We've managed pretty well without guides by doing a lot of reading before (and after) a trip but a guide can be valuable, as acraven mentioned, if "time is short and/or you have a special interest that may not be well-served by a mass-market tour" or deep reading. Personal guides are very expensive but there are small-group tours which are very good and don't involve herding 40 people around. When you decide on some of the things you wish to see, the gang here can make some recommendations if you want to go that route?

Also people are recommending the various 3 day passes for museums.

It comes down to the math: having the time and interest to visit enough of what they cover to make good on them. We've never used the Roma Pass but some folks like that one. For Florence, we used a pass which is, sadly, no longer available and which covered us for longer than the current 72-hour version. Still, the Firenze Pass might be a good buy for you IF you make a plan to use it to advantage in its 72-hour life.

Regarding transit which may be covered with passes, both cities are very walkable so we didn't feel the need to use public transit at all in Florence, and have just purchased a couple of single-ride tickets for venturing longer distances in Rome. Do note that NO pass covers transport from/to airports, and please don't consider buying the Omnia Pass for Rome: that's an oft-mentioned ripoff.

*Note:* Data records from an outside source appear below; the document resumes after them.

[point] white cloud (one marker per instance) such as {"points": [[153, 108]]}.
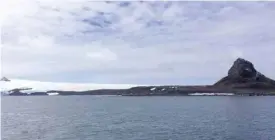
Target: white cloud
{"points": [[139, 43]]}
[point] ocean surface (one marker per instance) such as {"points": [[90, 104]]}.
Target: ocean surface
{"points": [[137, 118]]}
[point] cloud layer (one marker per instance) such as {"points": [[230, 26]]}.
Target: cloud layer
{"points": [[135, 42]]}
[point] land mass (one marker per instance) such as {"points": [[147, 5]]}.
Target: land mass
{"points": [[242, 79]]}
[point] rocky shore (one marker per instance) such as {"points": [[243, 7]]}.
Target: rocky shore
{"points": [[242, 79]]}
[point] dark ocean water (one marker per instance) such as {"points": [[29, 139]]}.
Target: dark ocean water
{"points": [[137, 118]]}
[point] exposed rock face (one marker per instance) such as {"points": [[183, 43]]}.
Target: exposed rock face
{"points": [[242, 74]]}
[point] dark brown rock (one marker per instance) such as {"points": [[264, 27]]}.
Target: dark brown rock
{"points": [[243, 74]]}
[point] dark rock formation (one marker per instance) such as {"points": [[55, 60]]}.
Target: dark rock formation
{"points": [[242, 79], [243, 74]]}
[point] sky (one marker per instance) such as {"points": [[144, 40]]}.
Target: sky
{"points": [[134, 42]]}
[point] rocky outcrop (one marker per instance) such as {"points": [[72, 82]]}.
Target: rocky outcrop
{"points": [[5, 79], [242, 79], [243, 74]]}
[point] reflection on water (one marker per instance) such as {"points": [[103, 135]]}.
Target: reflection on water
{"points": [[136, 118]]}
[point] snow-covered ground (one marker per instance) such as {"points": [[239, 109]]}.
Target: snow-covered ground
{"points": [[44, 86]]}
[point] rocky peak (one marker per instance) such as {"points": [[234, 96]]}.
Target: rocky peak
{"points": [[5, 79], [243, 72], [242, 68]]}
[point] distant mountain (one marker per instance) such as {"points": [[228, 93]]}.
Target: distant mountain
{"points": [[9, 86], [242, 79], [243, 74]]}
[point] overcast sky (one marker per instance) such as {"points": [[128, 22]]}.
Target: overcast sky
{"points": [[134, 42]]}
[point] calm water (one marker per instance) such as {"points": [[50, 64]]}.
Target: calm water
{"points": [[138, 118]]}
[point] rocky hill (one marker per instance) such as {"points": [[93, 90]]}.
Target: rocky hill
{"points": [[242, 79]]}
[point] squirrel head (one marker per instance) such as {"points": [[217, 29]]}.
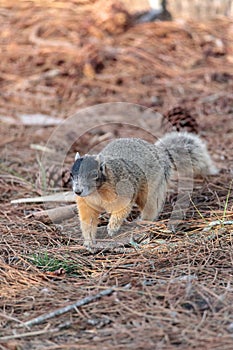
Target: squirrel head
{"points": [[88, 173]]}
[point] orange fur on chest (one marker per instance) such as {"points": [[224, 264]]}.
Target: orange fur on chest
{"points": [[103, 200]]}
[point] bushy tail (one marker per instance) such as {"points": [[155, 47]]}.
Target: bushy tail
{"points": [[187, 150]]}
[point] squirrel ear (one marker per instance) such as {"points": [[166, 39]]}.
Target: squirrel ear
{"points": [[77, 156], [102, 164]]}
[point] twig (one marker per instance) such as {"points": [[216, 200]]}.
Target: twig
{"points": [[32, 334], [60, 311], [216, 223], [56, 215], [57, 197]]}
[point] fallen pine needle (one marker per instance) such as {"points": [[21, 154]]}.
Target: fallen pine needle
{"points": [[60, 311]]}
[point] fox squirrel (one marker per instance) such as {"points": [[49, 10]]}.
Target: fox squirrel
{"points": [[131, 170]]}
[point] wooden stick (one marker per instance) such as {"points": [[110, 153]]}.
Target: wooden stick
{"points": [[60, 311], [56, 215], [56, 197]]}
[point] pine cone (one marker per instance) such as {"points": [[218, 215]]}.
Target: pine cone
{"points": [[55, 177], [181, 120]]}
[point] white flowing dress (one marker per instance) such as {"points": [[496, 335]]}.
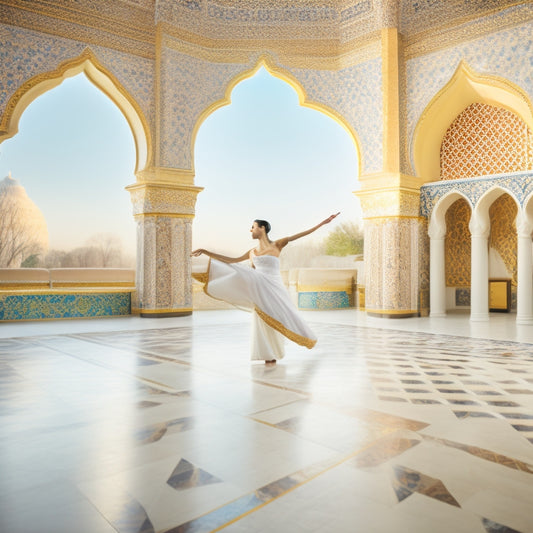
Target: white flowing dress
{"points": [[261, 291]]}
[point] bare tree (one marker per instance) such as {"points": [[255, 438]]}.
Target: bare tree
{"points": [[19, 235], [109, 248]]}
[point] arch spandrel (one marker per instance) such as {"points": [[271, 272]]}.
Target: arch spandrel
{"points": [[291, 80], [464, 88], [102, 78], [437, 221]]}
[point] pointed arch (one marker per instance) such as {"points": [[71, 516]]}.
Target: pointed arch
{"points": [[484, 203], [464, 88], [102, 78], [284, 75]]}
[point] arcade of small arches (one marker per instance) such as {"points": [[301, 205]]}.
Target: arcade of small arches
{"points": [[449, 205]]}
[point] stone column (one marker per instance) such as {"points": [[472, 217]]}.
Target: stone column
{"points": [[479, 294], [524, 304], [163, 207], [394, 249], [395, 234], [437, 270]]}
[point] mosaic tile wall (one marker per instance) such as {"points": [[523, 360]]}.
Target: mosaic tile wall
{"points": [[37, 53], [271, 19], [518, 185], [324, 300], [191, 85], [60, 305], [354, 93], [485, 140], [505, 53], [163, 266], [421, 15], [458, 245], [392, 247], [188, 87]]}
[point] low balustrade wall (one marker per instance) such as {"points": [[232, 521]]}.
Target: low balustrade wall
{"points": [[58, 293]]}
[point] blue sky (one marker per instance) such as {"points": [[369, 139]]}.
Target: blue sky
{"points": [[263, 156]]}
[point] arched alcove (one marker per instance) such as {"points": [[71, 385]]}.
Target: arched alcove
{"points": [[99, 76], [237, 173], [465, 88]]}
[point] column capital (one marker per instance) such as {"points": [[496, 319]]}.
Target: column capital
{"points": [[524, 226], [165, 175], [436, 230], [163, 199], [479, 226]]}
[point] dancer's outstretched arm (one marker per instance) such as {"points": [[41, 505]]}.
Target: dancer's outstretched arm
{"points": [[219, 257], [281, 243]]}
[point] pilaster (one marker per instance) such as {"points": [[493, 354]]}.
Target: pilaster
{"points": [[163, 206]]}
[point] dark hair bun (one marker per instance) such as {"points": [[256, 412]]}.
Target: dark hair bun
{"points": [[263, 224]]}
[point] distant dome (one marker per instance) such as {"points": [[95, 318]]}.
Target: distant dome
{"points": [[21, 222]]}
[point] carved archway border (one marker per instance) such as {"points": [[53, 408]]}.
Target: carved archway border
{"points": [[464, 88], [269, 64], [102, 78]]}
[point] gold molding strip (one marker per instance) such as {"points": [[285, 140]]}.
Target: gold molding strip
{"points": [[331, 56], [395, 217], [95, 29], [392, 311], [455, 32], [163, 185], [160, 311], [86, 284]]}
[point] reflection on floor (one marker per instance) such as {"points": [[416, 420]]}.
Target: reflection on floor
{"points": [[172, 429]]}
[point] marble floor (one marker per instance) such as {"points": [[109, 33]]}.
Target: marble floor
{"points": [[164, 425]]}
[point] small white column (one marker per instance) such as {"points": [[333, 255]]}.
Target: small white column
{"points": [[479, 275], [524, 304], [437, 270]]}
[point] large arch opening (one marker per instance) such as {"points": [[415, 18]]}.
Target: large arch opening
{"points": [[273, 157], [88, 64], [74, 155], [464, 89]]}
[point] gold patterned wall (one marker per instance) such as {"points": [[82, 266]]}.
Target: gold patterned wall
{"points": [[503, 236], [458, 245], [485, 140]]}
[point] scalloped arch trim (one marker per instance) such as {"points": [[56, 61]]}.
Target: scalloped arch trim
{"points": [[464, 88]]}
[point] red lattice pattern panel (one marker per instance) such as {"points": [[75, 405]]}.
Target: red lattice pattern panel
{"points": [[458, 245], [485, 140]]}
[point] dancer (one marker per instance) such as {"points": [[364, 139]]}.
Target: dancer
{"points": [[260, 289]]}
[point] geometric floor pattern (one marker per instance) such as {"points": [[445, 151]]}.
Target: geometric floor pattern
{"points": [[175, 430]]}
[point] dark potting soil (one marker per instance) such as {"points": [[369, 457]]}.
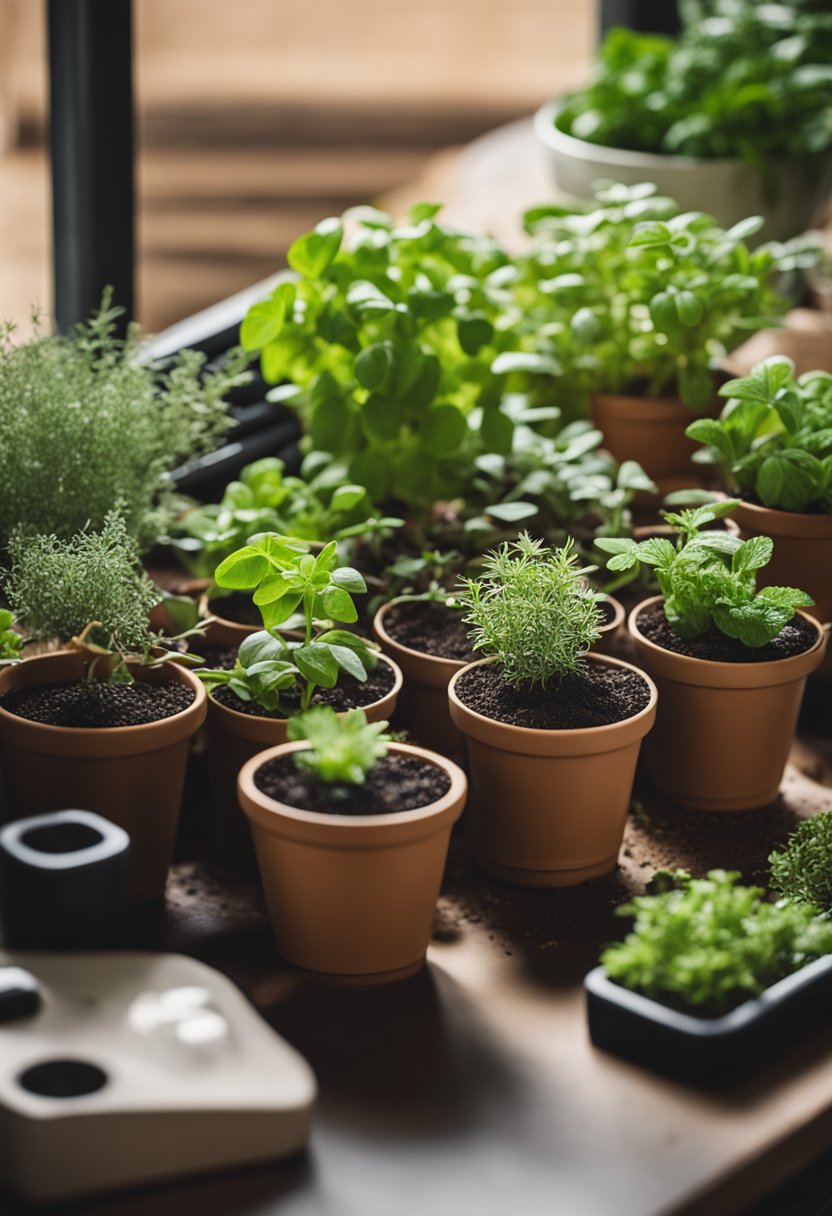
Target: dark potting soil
{"points": [[348, 693], [429, 629], [394, 783], [97, 705], [600, 697], [794, 639]]}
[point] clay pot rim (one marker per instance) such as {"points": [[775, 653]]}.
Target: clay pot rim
{"points": [[690, 664], [105, 732], [236, 715], [268, 812], [530, 733]]}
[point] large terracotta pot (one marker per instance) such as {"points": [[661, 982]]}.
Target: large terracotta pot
{"points": [[802, 555], [549, 806], [130, 775], [423, 711], [232, 738], [352, 895], [723, 730]]}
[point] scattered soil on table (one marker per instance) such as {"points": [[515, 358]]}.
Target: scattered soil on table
{"points": [[429, 629], [394, 783], [794, 639], [601, 697], [348, 693], [99, 705]]}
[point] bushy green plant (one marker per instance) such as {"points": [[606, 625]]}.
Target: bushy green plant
{"points": [[774, 437], [399, 342], [802, 870], [709, 944], [342, 750], [634, 297], [709, 578], [85, 423], [746, 80], [533, 609]]}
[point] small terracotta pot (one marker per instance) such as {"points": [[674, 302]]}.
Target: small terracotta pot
{"points": [[130, 775], [232, 738], [423, 711], [550, 806], [802, 555], [723, 730], [650, 431], [352, 895]]}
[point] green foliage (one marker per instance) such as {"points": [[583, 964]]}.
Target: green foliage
{"points": [[290, 583], [398, 344], [709, 578], [85, 423], [533, 609], [342, 750], [708, 944], [743, 80], [774, 437], [634, 297], [803, 870]]}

Off-the-beaten in Florence? Put your student in charge of those but if you like art, architecture and history, there's enough in Firenze, both in and out the main tourist areas, to fill your week. Many sweet spots are not really "off the beaten" at all but are not visited by the majority of the visitors on the 24 or 48-hour dead run to the majors (Uffizi, Accademia, Santa Maria del Fiore, Ponte Vecchio...) So, what sorts of things are you interested in seeing?

Posted by
27149 posts

I've used and gotten value out of some city sightseeing passes, but most of the time I investigate them, research the cost of individual attractions I expect to visit during the validity period and decide they will not pay off for me. Each traveler or group is different. Here are some considerations:

  • What do you want to see in the city? Are some of those places free or not covered by the pass?
  • How many covered attractions do you realistically expect to see during the validity period? Are you going to get started early each day? Are you going to eat lunch on the run, vs. spending 1-1/2 hours having a nice, leisurely Italian lunch? Are you they type of traveler who walks at least as fast as average through museums and historical sites, or do you spend the time to read every bit of posted explanatory material? Do you plan to use audio guides where they are offered? (Audio guides typical slow me down a lot.)
  • If your hit list includes a number of place not covered by the pass (whether free or pay-to-enter), is grouping your covered sights together on pass days going to result in skipping over nearby free or non-covered sights as you attempt to maximize the pass? How much time will you waste later, on a non-pass day, returning to the same neighborhood(s) to hit the skipped-over sights?

It's very difficult for me to answer the question you have asked for myself, and impossible to do so for another person.

One other point: I suspect that travelers planning their first trip to a city tend to overestimate the value of the "free city transportation" part of a sightseeing pass. Often the sights are close enough together that there's not a lot of benefit from hopping on a bus or the subway unless one is mobility impaired or is staying in a non-centrally-located hotel. Full disclosure: I walk everywhere, so my view on this subject is a bit warped.

Posted by
15823 posts

Full disclosure: I walk everywhere, so my view on this subject is a
bit warped.

LOL. Me too. A city is almost always more interesting from the sidewalks than from behind glass, and hoofing it helps me work off the quarts of gelato. Ooof.

I will mention that with enough time and interest to work with, a pass can encourage a visitor to stop into some attractions they otherwise might have skipped.